- Robert Van Waarden via The Council of Canadians
- “You can't eat oil. And you can't eat money,” says David Devene, “You can eat fish; you can eat lobster.”
Tonight, Offshore Alliance is meeting in Mahone Bay to speak about international efforts from municipalities to stop offshore drilling. This comes on the heels of a Tuesday press conference held just prior to the start of the Fall Conference of the Federation of Nova Scotia Municipalities, where twelve Nova Scotia municipalities—Halifax not included—announced their request for a public inquiry on the risks and impact of offshore drilling for oil and gas.
“The economy of our town, once driven by wooden shipbuilding, is now driven by the tourism industry, and the ocean is a critical part of the industry,” says David Devenne, mayor of Mahone Bay. “Any risk for that mainstay of our economy is an unacceptable possibility and offshore drilling is just such a risk.”
“I'm a fisherman's daughter. I'm a fisherman's wife,” says Linda Gregory, deputy warden of Digby County, who was also present at the announcement. “My district is mainly fishermen, as a whole. Nova Scotia fisheries exports $2 billion per year. According to the government of Nova Scotia, this provides 26,000 jobs direct and 26,000 jobs indirect. These jobs sustain our communities—now, as they have for centuries.”
Mahone Bay, Digby County, and the 10 other municipalities have all passed motions to support the inquiry into offshore drilling risks thanks to the lobbying efforts of the Nova Scotia Offshore Alliance—a coalition of organizations and community groups including the Council of Canadians, the Sierra Club, the Campaign to Protect Offshore Nova Scotia and the Clean Ocean Action Committee.
The Offshore Alliance asked Halifax Regional Council for its support, but a motion to oppose offshore drilling was defeated last October and Council has not revisited the issue since.

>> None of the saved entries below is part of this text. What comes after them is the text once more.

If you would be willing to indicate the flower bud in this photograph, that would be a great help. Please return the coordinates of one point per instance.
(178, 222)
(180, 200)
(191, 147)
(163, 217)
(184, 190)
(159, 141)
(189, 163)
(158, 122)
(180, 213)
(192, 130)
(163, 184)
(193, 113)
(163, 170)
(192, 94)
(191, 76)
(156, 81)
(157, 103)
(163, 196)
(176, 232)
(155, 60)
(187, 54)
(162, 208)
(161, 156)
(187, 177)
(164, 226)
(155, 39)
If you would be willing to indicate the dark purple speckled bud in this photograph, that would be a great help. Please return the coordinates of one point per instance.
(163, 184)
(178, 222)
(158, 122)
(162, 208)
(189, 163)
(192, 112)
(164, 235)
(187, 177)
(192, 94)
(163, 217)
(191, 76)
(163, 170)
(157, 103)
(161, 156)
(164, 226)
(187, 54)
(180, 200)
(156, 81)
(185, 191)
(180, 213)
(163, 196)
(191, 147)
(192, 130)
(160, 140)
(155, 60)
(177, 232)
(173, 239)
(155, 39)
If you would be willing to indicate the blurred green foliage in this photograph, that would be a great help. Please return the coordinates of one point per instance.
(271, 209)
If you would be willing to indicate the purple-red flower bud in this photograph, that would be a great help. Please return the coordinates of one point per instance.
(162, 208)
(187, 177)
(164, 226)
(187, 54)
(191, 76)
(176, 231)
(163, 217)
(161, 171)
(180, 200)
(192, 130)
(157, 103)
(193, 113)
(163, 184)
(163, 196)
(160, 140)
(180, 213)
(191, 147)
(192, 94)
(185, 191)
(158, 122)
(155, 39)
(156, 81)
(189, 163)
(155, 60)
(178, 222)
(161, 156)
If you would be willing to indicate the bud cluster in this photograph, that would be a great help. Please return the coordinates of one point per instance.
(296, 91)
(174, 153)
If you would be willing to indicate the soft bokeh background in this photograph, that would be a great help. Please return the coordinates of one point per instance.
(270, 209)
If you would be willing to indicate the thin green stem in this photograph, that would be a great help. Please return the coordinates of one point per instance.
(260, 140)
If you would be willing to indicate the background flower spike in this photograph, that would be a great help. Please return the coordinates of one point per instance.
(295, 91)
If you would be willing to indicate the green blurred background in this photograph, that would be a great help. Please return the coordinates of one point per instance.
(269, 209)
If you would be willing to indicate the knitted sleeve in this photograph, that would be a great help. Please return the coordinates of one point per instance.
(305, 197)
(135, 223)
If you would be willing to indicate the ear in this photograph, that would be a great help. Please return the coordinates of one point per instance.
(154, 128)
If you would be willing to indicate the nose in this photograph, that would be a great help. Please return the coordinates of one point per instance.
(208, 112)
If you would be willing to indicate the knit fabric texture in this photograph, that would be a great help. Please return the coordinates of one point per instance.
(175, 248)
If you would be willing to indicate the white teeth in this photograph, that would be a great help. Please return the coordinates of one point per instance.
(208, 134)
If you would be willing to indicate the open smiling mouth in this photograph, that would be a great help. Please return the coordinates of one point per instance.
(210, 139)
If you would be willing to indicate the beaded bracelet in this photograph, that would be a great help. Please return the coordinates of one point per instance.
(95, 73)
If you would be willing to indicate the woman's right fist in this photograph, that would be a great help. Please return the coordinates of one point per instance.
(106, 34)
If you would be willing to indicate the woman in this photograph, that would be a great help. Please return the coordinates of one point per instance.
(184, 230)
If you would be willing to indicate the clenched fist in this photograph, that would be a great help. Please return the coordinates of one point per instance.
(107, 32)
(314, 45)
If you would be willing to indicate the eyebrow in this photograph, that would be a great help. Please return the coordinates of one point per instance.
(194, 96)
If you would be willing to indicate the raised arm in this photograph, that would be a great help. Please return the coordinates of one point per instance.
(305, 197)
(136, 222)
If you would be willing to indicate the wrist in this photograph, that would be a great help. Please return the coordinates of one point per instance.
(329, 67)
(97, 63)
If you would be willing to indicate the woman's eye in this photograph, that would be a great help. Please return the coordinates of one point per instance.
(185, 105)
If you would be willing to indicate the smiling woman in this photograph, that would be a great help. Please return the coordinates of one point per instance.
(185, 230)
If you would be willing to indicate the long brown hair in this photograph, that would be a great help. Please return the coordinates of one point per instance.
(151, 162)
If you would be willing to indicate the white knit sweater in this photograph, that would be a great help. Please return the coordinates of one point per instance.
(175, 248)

Marion Moore of the Campaign to Protect Offshore Nova Scotia says she supports an inquiry into offshore drilling “to protect the traditional, sustainable fishing industry and tourism industry.” But also because, she says, “we're in a climate crisis. So, we shouldn't be having this conversation. If we want to reduce our dependence on fossil fuels, we have to get rid of one of the biggest fossil fuel industries around.”
Several companies have held leases for oil exploration in Nova Scotia’s waters over the past decade including Shell, who abandoned its well in 2018 after not finding commercial quantities of oil (leaving behind a piece of pipe that was accidentally dropped into the ocean, which landed 12 metres from their wellhead—a near-miss of a potential disaster), and BP, which drilled one well last year (and spilled 136 m3 of drilling fluid—about 450 full bathtubs—which remains on the ocean floor), but also did not find worthwhile quantities of oil. BP still holds a lease for six wells, but has yet to begin exploratory drilling on any of them.
- Robert Van Waarden via The Council of Canadians
- John Davis
“We believe that once the Nova Scotia municipalities really understand the level of risk, that they'll say no, this is not an acceptable activity,” says John Davis of the Clean Ocean Action Committee.
The problem is, information on all the risks of offshore drilling either does not exist, or has not been made available to the public or municipal governments.
Digby’s Gregory spoke about how this lack of information makes it impossible for her to fulfil her responsibility to protect her community. “Do we need access to good information and real influence in the decision making process to do that? We do. We need to be heard by the province. We need to be heard by the federal government. We are the grassroots of the community,” she says.
But municipal governments don’t have real decision-making power when it comes to regulating offshore petroleum resources. Which was one of the reasons HRM didn’t join the fight.
Instead, an arms-length regulatory board—the Canada-Nova Scotia Offshore Petroleum Board (CNSOPB)—has been given power to manage Nova Scotia’s offshore oil and gas industries. Its key stakeholders are the provincial and federal governments. CNSOPB has received much criticism because while they are supposed to be an objective third party, three of their five board members have direct ties to the oil and gas industry. Earlier this year, CNSOPB’s power was extended, through an amendment to federal Bill C-69, to conduct environmental impact assessments for resource extraction projects.
For Moore, the issue of offshore drilling in Nova Scotia is “a microcosm of the whole country,” and points to a much larger issue: “The reason that we're not in a position to give permission or deny permission,” she says, “is because, in the end, governments are beholden to the oil companies.”
The Offshore Alliance's public event in Mahone Bay tonight will see Mayor Sheila Davies from Kill Devil Hills, North Carolina and Councilor John Weber of Bradley Beach, New Jersey will speak about international efforts from municipalities to stop offshore drilling. In the United States, over 370 municipalities have passed resolutions opposing offshore drilling and are a key part of the successful resistance to Trump’s attempts to open the Atlantic Coast to offshore drilling.